Ziele des Compliance Management System (CMS)
Für die Deutsche Telekom bedeutet „Compliance“ sich an Regeln zu halten und das „Richtige“ zu tun. Compliance zielt also auf integres Verhalten aller Beschäftigten der Deutschen Telekom ab. Im Sinne der fünf Leitlinien und des Code of Conduct ist Integrität, und damit auch Compliance, Basis aller geschäftlichen Entscheidungen und betrieblichen Handlungen. Es definiert das Verhalten aller Beschäftigten gegenüber Kunden, Mitarbeitern und Kollegen, Investoren, Managern und dem Umfeld der Deutschen Telekom.

Die Ziele der Compliance-Arbeit ergeben sich aus diesem Selbstverständnis, den geltenden Regeln und gesetzlichen Normen sowie aus dem strategischen Ziel der Deutschen Telekom, führender Telekommunikationsanbieter in Europa zu sein. Konkret sollen Compliance-Verstöße sowie nicht-integre Geschäftsentscheidungen verhindert und soll Compliance frühzeitig und dauerhaft in die Geschäftsprozesse integriert werden. Dadurch werden Haftungsrisiken für das Unternehmen reduziert und es wird dazu beigetragen, dass die Deutsche Telekom von Kunden als verlässlicher Partner wahrgenommen wird. Die Umsetzung der übergeordneten Zielsetzung von Compliance in die betriebliche Praxis erreicht Group Compliance durch konsequente Implementierung des Compliance Management System entlang der drei Dimensionen Vorbeugen, Erkennen und Reagieren.

Besonderer Fokus liegt auf der Vorbeugung
Jährlich führen wir konzernweit ein Compliance Risk Assessment durch. So identifizieren und bewerten wir unsere Compliance-Risiken und legen Schwerpunkte für geeignete Präventionsmaßnahmen fest. Diese Maßnahmen fassen wir in einem Compliance-Programm zusammen.

Wir wollen erreichen, dass unsere Mitarbeiterinnen und Mitarbeiter in ihrem Arbeitsalltag stets integer und rechtskonform handeln. In unserem konzernweit gültigen Code of Conduct haben wir deshalb klare Anforderungen an das Verhalten unserer Beschäftigten festgeschrieben. Dazu haben wir Compliance-relevante Konzernrichtlinien eingeführt, wie zum Beispiel Regelungen zu Antikorruption, zu Geschenken, Einladungen und Events und dem Umgang mit Beratern und Vermittlern. Eine Richtliniendatenbank unterstützt unsere Mitarbeiter dabei, geltende Vorgaben einfach zu finden und zu befolgen (konzernweite Umsetzung des Code of Conduct).

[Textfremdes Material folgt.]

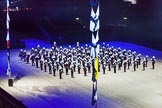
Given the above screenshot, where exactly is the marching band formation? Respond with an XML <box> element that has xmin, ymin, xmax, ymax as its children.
<box><xmin>19</xmin><ymin>42</ymin><xmax>156</xmax><ymax>79</ymax></box>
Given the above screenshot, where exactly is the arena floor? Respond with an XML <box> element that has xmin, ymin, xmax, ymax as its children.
<box><xmin>0</xmin><ymin>40</ymin><xmax>162</xmax><ymax>108</ymax></box>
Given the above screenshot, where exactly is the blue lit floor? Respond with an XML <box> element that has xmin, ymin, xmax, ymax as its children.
<box><xmin>0</xmin><ymin>40</ymin><xmax>162</xmax><ymax>108</ymax></box>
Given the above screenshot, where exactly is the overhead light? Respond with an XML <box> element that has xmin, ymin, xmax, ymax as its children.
<box><xmin>123</xmin><ymin>17</ymin><xmax>128</xmax><ymax>20</ymax></box>
<box><xmin>75</xmin><ymin>17</ymin><xmax>79</xmax><ymax>21</ymax></box>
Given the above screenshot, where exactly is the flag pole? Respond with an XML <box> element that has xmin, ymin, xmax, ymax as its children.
<box><xmin>90</xmin><ymin>0</ymin><xmax>100</xmax><ymax>108</ymax></box>
<box><xmin>6</xmin><ymin>0</ymin><xmax>11</xmax><ymax>78</ymax></box>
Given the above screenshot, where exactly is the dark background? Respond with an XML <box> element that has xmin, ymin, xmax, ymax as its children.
<box><xmin>0</xmin><ymin>0</ymin><xmax>162</xmax><ymax>50</ymax></box>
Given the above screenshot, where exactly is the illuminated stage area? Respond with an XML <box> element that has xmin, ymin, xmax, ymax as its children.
<box><xmin>0</xmin><ymin>0</ymin><xmax>162</xmax><ymax>108</ymax></box>
<box><xmin>0</xmin><ymin>40</ymin><xmax>162</xmax><ymax>108</ymax></box>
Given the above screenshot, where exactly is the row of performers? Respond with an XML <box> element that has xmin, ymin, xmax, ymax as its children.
<box><xmin>19</xmin><ymin>42</ymin><xmax>156</xmax><ymax>79</ymax></box>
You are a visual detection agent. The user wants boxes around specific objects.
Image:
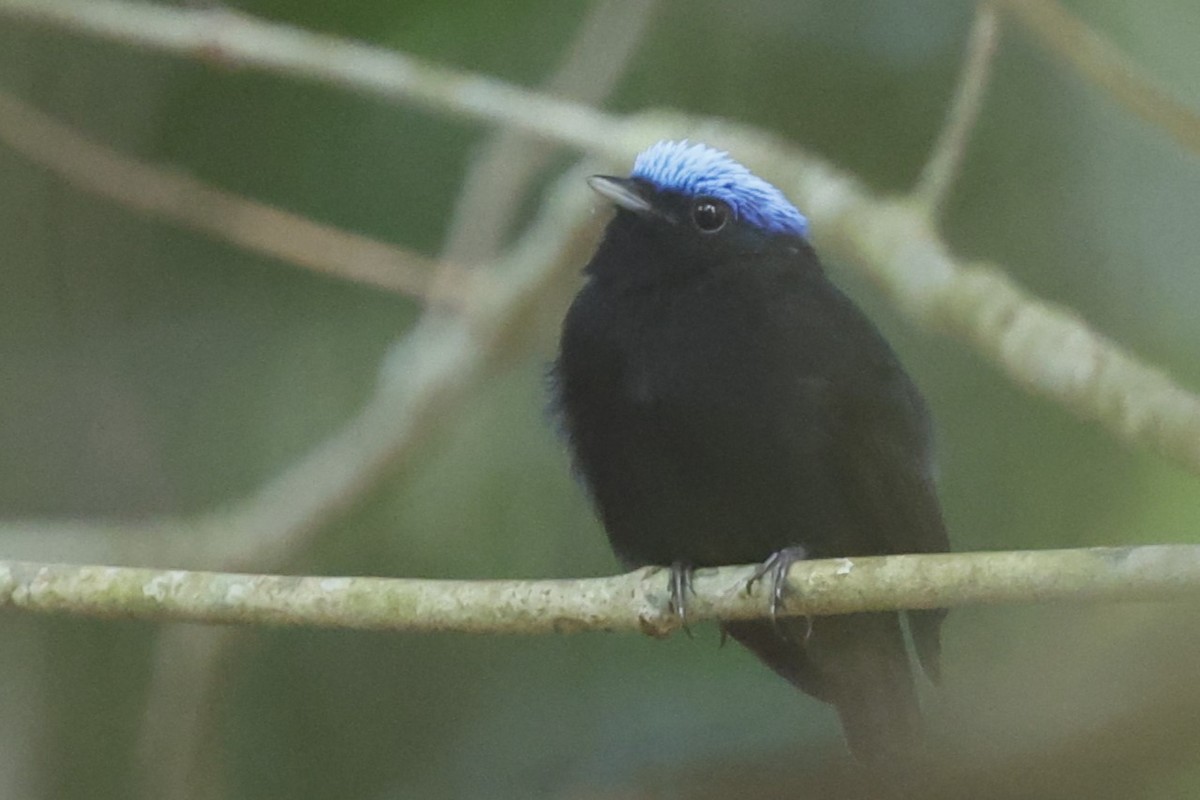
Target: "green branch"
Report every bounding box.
[0,545,1200,636]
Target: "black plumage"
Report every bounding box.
[554,143,949,760]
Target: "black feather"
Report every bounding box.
[554,149,949,759]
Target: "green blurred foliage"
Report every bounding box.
[0,0,1200,800]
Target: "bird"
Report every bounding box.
[551,139,949,764]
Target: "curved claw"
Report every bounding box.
[671,561,694,638]
[746,545,812,640]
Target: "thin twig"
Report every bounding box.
[0,0,638,152]
[442,0,659,266]
[998,0,1200,160]
[0,545,1200,634]
[0,91,451,297]
[912,0,1000,217]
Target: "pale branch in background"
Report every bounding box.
[996,0,1200,160]
[0,0,1200,473]
[912,2,1000,217]
[0,91,448,300]
[0,0,636,152]
[0,545,1200,636]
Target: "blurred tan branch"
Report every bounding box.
[0,91,451,299]
[0,0,1200,473]
[0,545,1200,634]
[442,0,659,266]
[912,2,1000,216]
[997,0,1200,155]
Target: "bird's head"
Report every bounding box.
[588,139,808,281]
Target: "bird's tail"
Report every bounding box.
[725,613,922,764]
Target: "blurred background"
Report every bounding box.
[0,0,1200,800]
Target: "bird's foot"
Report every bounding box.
[746,545,812,640]
[670,561,695,638]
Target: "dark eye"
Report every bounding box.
[691,198,730,234]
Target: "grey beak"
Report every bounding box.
[588,175,654,215]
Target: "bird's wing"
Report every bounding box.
[824,362,949,681]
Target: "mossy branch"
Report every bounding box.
[0,545,1200,636]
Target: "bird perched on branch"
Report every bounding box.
[554,140,949,762]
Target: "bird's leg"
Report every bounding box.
[746,545,812,640]
[671,561,694,638]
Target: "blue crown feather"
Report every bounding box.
[631,139,809,236]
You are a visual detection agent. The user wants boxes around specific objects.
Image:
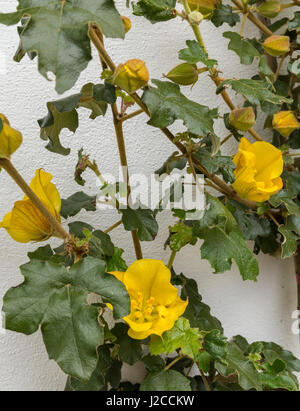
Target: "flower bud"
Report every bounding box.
[255,0,281,19]
[188,0,218,17]
[112,59,149,93]
[263,36,290,57]
[273,111,300,137]
[165,63,198,86]
[0,114,22,158]
[122,16,131,33]
[188,10,204,25]
[229,107,255,131]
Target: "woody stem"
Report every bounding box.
[183,0,263,141]
[112,103,143,260]
[0,158,70,240]
[168,250,177,270]
[294,243,300,344]
[90,28,268,210]
[89,25,143,260]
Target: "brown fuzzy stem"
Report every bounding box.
[0,158,70,240]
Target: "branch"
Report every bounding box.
[90,27,279,211]
[89,25,143,260]
[0,158,70,240]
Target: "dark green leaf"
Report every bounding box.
[211,4,240,27]
[181,274,223,331]
[70,257,130,318]
[120,207,158,241]
[140,370,191,391]
[0,0,124,94]
[288,11,300,31]
[278,225,299,258]
[201,227,258,281]
[269,190,300,217]
[203,330,227,361]
[261,341,300,372]
[106,247,128,272]
[227,200,271,240]
[155,151,187,176]
[169,222,197,251]
[38,83,115,155]
[111,323,143,365]
[217,79,291,105]
[28,244,53,261]
[260,372,298,391]
[142,354,165,372]
[106,360,123,388]
[69,345,111,391]
[227,343,262,391]
[223,31,260,64]
[91,230,115,257]
[150,317,201,360]
[143,80,217,135]
[3,260,70,334]
[68,221,93,238]
[42,287,104,381]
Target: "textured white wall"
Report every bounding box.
[0,0,299,390]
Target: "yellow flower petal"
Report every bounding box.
[124,258,177,305]
[110,259,188,340]
[25,169,61,221]
[109,271,125,282]
[0,200,52,243]
[0,170,61,243]
[124,315,152,332]
[0,114,22,158]
[232,137,283,202]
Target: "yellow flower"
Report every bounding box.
[232,137,283,202]
[263,35,290,57]
[0,170,61,243]
[122,16,131,33]
[108,259,188,340]
[0,114,22,158]
[273,111,300,137]
[112,59,149,93]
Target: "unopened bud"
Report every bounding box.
[273,111,300,137]
[165,63,198,86]
[112,59,149,93]
[188,10,204,24]
[122,16,131,33]
[263,36,290,57]
[255,0,281,19]
[229,107,255,131]
[0,114,22,159]
[188,0,218,17]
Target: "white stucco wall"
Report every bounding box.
[0,0,299,390]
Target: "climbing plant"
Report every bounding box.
[0,0,300,391]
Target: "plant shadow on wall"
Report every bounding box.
[0,0,300,391]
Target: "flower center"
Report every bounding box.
[131,292,168,322]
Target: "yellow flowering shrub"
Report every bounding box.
[113,59,149,93]
[273,110,300,137]
[232,137,283,202]
[111,258,188,340]
[0,169,61,243]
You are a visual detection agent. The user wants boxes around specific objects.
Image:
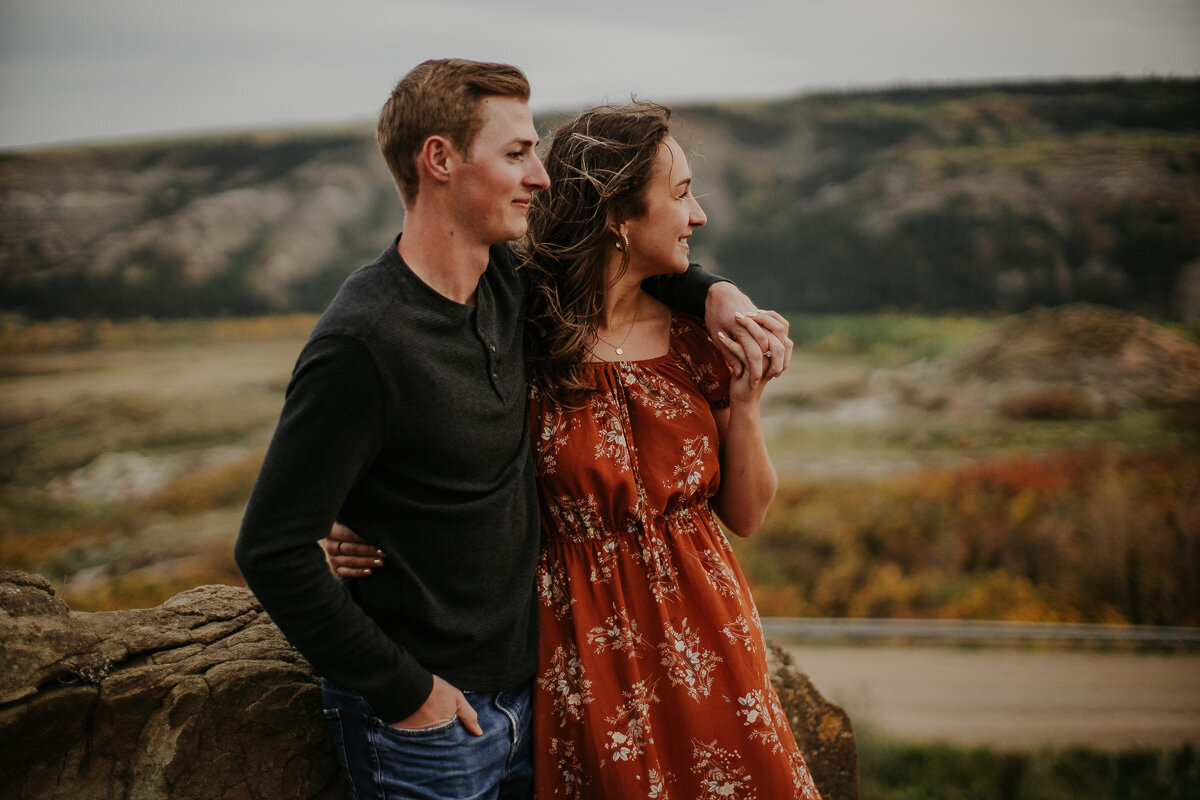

Neben regelmäßigen Compliance-Schulungen führen wir auch umfassende Antikorruptionsschulungen durch. Um darüber hinaus für Compliance zu sensibilisieren, sprechen wir gezielt Führungskräfte als Multiplikatoren an. Ihre Rückmeldungen werden sorgfältig analysiert und genutzt, um bei Bedarf zusätzliche Trainings oder andere Maßnahmen einzuleiten (weitere Informationen hier).

Für Fragen rund um das Thema Compliance betreiben wir zudem das „Ask me!“-Portal. Unsere Mitarbeiter erhalten dort zuverlässige Informationen über Gesetze, interne Richtlinien und Verhaltensgrundsätze, die für ihre tägliche Arbeit relevant sind.

Schließlich haben wir verschiedene Kommunikationsmaßnahmen zur Förderung einer „Compliance-Kultur“ im Unternehmen aufgesetzt.

Erkennen und Überwachen
Trotz bester Präventionsmaßnahmen können immer wieder Gesetzesverstöße und schwerwiegende Pflichtverletzungen im Unternehmen vorkommen. Um nicht Compliance-konformes Verhalten aufzudecken, haben wir ein Hinweisgeberportal „Tell me!“ eingerichtet. Hier können neben unseren Mitarbeitern auch Externe, zum Beispiel Geschäftspartner oder Kunden, Hinweise auf regelwidriges Verhalten abgeben (Schutz für Hinweisgeber). Die Deutsche Telekom geht den Hinweisen im Rahmen der rechtlichen Möglichkeiten konsequent nach und sanktioniert tat- und schuldangemessen. Zur Steuerung und Überwachung haben wir einen konzernweiten Reportingprozess implementiert. Dazu lassen wir unser Compliance-Management regelmäßig intern und extern überprüfen.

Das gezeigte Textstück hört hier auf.